Terra exploited for $6.8m due to reentrancy vulnerability: report

Infamous blockchain protocol Terra has recently been allegedly exploited due to a vulnerability that was revealed months ago.

According to a Cyvers Alerts post on X today, July 31, hackers have stolen 60 million ASTRO, 3.5 million USDC, 500,000 USDT and 2.7 Bitcoin (BTC) from the Terra blockchain. The total amount of reported losses has reached roughly $6.8 million.

Per the blockchain security company, hackers found a vulnerability in the network’s timeout callback of IBC hooks. This allows the attackers to execute a transaction repetitively that might potentially result in the loss of funds or minting extra tokens.

Cyvers Alerts claims that this vulnerability was “revealed in April of this year.”

Just hours before Cyvers Alerts’ X post, Terra’s official X page posted that the network was halted to “apply an emergency patch” due to an alleged exploit. 
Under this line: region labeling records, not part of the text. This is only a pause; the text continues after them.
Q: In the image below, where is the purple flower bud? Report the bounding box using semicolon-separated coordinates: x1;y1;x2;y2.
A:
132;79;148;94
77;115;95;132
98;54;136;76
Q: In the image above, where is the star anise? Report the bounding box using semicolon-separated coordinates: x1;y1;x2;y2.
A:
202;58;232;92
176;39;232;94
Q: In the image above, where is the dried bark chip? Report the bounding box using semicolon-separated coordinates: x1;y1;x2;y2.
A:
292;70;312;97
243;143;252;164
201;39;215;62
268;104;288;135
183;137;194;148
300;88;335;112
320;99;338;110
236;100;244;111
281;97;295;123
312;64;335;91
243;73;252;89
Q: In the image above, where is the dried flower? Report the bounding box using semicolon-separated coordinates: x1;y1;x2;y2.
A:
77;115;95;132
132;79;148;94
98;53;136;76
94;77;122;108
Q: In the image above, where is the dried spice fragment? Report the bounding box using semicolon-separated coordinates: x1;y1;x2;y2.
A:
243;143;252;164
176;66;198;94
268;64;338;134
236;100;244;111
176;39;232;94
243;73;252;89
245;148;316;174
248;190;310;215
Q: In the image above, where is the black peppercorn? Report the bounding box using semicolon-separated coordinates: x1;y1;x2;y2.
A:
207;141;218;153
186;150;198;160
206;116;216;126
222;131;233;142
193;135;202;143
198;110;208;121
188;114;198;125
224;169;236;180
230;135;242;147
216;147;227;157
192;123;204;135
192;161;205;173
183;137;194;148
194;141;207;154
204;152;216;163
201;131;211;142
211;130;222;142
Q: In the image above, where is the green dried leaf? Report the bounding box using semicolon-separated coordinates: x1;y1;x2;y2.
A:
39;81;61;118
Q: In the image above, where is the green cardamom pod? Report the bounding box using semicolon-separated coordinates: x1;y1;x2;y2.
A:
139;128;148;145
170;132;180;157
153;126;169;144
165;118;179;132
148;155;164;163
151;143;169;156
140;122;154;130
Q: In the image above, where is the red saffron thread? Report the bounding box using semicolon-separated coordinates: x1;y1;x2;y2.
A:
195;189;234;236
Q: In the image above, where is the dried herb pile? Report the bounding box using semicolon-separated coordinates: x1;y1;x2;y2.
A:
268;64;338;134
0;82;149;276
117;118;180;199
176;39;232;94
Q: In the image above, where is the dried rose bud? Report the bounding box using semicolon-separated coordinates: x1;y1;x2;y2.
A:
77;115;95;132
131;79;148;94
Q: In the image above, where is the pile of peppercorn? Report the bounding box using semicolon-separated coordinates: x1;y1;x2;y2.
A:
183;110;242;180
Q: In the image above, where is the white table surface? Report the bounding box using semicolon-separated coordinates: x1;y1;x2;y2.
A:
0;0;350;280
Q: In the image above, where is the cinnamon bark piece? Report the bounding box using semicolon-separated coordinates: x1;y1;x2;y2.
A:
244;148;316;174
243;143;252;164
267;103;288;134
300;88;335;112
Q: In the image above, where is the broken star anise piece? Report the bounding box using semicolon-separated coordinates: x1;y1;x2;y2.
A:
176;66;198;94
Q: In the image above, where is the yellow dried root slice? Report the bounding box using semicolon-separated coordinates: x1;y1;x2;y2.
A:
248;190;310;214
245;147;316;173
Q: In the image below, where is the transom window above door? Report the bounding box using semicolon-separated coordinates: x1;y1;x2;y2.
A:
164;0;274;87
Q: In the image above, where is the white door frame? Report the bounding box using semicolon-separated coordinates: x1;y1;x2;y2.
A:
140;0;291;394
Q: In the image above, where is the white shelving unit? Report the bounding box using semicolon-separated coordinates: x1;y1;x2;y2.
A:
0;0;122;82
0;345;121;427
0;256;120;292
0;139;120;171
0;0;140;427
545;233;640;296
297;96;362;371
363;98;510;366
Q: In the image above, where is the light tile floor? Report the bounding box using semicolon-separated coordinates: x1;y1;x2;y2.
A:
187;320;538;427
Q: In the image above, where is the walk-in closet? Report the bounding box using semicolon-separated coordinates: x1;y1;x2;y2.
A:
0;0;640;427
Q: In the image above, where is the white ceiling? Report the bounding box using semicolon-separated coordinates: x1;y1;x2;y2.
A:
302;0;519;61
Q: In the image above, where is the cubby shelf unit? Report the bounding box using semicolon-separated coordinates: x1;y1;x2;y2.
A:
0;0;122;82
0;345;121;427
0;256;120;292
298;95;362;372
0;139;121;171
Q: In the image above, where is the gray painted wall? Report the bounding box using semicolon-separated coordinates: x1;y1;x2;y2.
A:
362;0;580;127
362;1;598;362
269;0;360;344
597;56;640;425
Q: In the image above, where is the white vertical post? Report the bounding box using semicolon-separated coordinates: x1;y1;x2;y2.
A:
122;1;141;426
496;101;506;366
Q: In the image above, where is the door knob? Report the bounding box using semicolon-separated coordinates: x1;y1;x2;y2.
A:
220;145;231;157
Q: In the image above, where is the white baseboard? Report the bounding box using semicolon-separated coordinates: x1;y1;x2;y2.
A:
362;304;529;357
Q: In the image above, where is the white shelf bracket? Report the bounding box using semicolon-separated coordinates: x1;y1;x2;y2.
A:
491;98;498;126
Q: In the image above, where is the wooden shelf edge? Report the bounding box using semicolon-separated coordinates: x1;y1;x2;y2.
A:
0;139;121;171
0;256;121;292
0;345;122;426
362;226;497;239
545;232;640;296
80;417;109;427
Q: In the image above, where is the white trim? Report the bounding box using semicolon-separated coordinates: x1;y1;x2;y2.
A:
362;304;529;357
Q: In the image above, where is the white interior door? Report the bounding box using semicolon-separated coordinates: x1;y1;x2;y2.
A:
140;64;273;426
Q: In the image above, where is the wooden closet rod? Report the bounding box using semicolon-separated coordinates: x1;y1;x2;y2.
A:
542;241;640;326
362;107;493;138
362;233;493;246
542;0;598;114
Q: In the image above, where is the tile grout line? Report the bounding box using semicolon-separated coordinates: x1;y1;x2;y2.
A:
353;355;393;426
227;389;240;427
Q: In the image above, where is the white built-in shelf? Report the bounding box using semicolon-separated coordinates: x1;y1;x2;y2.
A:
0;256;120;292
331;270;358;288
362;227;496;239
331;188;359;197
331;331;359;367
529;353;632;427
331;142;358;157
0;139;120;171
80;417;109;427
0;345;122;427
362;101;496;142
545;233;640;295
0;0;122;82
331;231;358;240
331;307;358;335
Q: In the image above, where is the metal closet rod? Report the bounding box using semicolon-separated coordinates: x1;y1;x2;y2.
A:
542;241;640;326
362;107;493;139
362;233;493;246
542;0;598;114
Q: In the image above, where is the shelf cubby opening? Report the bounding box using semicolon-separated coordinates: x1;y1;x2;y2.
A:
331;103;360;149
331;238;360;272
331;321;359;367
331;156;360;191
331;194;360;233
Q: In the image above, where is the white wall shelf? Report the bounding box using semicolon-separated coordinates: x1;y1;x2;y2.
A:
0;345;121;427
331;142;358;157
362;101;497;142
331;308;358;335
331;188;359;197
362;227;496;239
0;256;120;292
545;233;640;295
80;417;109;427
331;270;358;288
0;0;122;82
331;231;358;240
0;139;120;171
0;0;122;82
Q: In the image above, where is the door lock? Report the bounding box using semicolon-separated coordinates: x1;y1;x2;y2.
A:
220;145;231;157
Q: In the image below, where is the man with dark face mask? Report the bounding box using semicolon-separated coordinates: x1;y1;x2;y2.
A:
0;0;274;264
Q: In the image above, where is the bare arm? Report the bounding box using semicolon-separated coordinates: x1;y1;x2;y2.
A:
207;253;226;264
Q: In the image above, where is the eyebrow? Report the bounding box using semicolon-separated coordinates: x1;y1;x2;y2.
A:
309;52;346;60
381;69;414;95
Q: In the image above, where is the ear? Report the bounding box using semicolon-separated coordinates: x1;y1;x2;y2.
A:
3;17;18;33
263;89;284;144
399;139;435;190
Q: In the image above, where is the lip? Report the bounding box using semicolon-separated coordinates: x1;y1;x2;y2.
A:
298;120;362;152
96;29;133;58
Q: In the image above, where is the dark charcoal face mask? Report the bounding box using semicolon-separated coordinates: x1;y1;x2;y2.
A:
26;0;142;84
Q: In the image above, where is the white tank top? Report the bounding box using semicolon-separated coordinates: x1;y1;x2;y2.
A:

At 07:40 UTC, Terra announced that the blockchain had resumed its operations and the emergency upgrade had been completed. The X post added:

“Transactions are now being processed, and users may resume normal activities.”

However, Terra did not share the details and the amount of assets lost yet. 

Notably, the ASTRO price suddenly plunged by 60% after Terra halted the network operations. 

Terra (LUNA) collapsed in May 2022 after Terraform Labs’ now infamous algorithmic stablecoin, TerraUSD (UST), de-pegged from the U.S. dollar. The company’s co-founder, Do Kwon — who was arrested by Interpol in March 2023 — has been marked as one of the main reasons for the downfall of Terraform Labs as the latest evidence shows that he deceived investors with fake transactions.